Mobilità ciclistica, i dubbi di Forza Italia sulla consulenza affidata al volontariato
Andrea Carassai e Luca Ghidini rilevano il possibile contrasto dell'avviso pubblico emesso dal Comune con la norma che stabilisce il divieto di prestazioni d’opera intellettuali a titolo gratuito
“È del tutto normale ed auspicabile che un’associazione di volontariato sottoscriva un accordo con il Comune di Cremona per promuovere iniziative di sensibilizzazione rispetto a tematiche di interesse comunale. È molto meno comprensibile che un simile accordo comprenda anche prestazioni tecniche specialistiche erogabili, dietro adeguato compenso, solo da professionisti iscritti ad ordini o collegi”.
Forza Italia con il capogruppo in Consiglio Andrea Carassai e il segretario cittadino Luca Ghidini, chiede spiegazioni all’amministrazione comunale circa l’avviso pubblico esplorativo di manifestazione di interesse pubblicato la scorsa estate e scaduto ormai da tempo, rivolto ad associazioni di volontariato, per la promozione dell’utilizzo della bicicletta in città.
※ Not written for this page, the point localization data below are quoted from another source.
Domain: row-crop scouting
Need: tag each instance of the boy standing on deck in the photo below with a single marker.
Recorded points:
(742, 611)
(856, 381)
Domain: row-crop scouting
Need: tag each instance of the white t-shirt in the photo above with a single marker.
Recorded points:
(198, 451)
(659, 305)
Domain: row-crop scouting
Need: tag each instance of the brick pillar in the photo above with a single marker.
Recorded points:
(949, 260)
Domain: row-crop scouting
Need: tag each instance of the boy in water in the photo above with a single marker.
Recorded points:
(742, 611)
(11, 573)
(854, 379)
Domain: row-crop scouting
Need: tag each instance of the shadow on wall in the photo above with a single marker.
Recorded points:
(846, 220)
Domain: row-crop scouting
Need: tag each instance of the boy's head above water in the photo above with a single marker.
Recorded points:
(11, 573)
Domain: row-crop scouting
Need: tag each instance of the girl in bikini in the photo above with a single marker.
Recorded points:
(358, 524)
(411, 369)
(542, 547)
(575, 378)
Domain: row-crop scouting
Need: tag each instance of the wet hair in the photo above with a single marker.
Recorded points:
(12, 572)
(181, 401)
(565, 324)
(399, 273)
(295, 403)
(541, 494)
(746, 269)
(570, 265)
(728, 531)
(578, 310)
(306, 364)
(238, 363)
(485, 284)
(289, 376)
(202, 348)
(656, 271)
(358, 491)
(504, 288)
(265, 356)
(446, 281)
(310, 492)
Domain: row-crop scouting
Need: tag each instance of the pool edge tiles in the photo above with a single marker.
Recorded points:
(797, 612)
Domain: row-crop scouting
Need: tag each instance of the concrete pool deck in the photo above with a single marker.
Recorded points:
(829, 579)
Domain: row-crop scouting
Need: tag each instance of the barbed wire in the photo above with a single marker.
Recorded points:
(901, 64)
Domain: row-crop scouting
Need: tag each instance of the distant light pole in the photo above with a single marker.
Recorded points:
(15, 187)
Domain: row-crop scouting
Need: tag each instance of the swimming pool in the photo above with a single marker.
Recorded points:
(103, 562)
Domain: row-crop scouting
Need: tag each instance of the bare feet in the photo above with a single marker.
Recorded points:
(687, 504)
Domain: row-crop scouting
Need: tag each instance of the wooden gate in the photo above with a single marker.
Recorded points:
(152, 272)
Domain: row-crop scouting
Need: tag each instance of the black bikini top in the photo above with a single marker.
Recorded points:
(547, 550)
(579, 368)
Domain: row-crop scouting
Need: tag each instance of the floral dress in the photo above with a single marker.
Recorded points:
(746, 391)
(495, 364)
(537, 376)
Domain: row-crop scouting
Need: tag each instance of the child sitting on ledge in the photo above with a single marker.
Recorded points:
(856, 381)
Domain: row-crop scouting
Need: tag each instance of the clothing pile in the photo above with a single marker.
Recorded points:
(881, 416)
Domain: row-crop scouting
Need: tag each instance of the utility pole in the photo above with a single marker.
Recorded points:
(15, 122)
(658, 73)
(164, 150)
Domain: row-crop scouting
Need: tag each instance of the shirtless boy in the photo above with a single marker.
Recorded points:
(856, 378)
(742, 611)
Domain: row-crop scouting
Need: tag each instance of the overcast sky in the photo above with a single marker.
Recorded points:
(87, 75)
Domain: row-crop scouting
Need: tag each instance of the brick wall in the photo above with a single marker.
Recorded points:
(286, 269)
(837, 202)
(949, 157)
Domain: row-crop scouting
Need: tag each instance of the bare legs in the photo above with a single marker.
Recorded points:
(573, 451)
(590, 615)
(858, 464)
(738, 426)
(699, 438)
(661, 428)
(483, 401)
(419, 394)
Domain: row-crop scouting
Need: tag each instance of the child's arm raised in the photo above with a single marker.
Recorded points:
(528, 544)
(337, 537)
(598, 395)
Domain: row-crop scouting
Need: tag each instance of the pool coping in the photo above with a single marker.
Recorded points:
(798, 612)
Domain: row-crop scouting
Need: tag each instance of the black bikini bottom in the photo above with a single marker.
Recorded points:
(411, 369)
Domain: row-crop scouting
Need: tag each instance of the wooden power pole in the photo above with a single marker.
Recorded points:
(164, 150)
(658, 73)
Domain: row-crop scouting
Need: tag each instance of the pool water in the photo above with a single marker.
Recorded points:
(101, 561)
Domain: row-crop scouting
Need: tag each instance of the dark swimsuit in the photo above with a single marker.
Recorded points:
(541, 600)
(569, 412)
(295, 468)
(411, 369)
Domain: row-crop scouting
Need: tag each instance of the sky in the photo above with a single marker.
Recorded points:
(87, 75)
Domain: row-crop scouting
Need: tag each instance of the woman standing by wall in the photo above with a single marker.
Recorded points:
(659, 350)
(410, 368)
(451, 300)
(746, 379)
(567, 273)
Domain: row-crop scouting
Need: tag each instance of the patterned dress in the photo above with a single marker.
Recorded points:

All‘avviso ha risposto una sola associazione e a breve sarà pubblicata la determina di assegnazione. Il compenso annuo per rimborso spese, a seguito di rendicontazione, è minimo – 2000 euro – e anche per questa ragione i due esponenti dell’opposizione mettono in luce le problematiche dell’affidamento.
“Tra i diversi obbiettivi posti a carico dell’associazione di volontariato – rilevano Carassai e Ghidini – compaiono anche la fornitura di consulenza tecnica per la realizzazione di infrastrutture e servizi della mobilità ciclistica; il monitoraggio a fini statistici, anche con la collaborazione della Polizia Locale, dei i furti di biciclette, degli incidenti in cui siano coinvolti i ciclisti e dell piste ciclabili; interventi per il miglioramento della mobilità dell’utenza ciclopedonale attraverso proposte progettuali; la realizzazione di studi di fattibilità di percorsi e itinerari cicloturistici con il relativo calcolo delle ricadute economiche” .
“La legge 49 del 21/04/2023 – continuano i due esponenti in una interrogazione presentata oggi in Comune – stabilisce disposizione in materia di equo compenso delle prestazioni professionali e che l’art. 8 del Codice degli Appalti stabilisce il divieto di prestazioni d’opera intellettuali a titolo gratuito, salvo che in casi eccezionali e previa adeguata motivazione”.
Forza Italia chiede dunque le motivazioni della scelta effettuata dall’amministrazione comunale, “che appare in contrasto con le normative nazionali in materia di tutela delle libere professioni.
“Più in particolare si chiede alla Giunta Comunale di chiarire per quale ragione il Comune di Cremona ha pubblicato un avviso pubblico esplorativo di manifestazione di interesse rivolto ad associazioni di volontariato con a tema la mobilità ciclistica inserendo, tra le attività richieste, anche quelle riconducibili a prestazioni tecnico-professionali che richiedono il possesso di titoli e competenze specialistiche; se sia stata valutata la compatibilità delle richieste contenute con le normative vigenti in materia di equo compenso e di divieto di affidamento di incarichi professionali a titolo gratuito e, da ultimo, se l’Amministrazione Comunale, prima della pubblicazione dell’avviso, si sia confrontata con i rappresentanti degli ordini e collegi professionali in merito alla natura gratuita delle prestazioni tecniche”.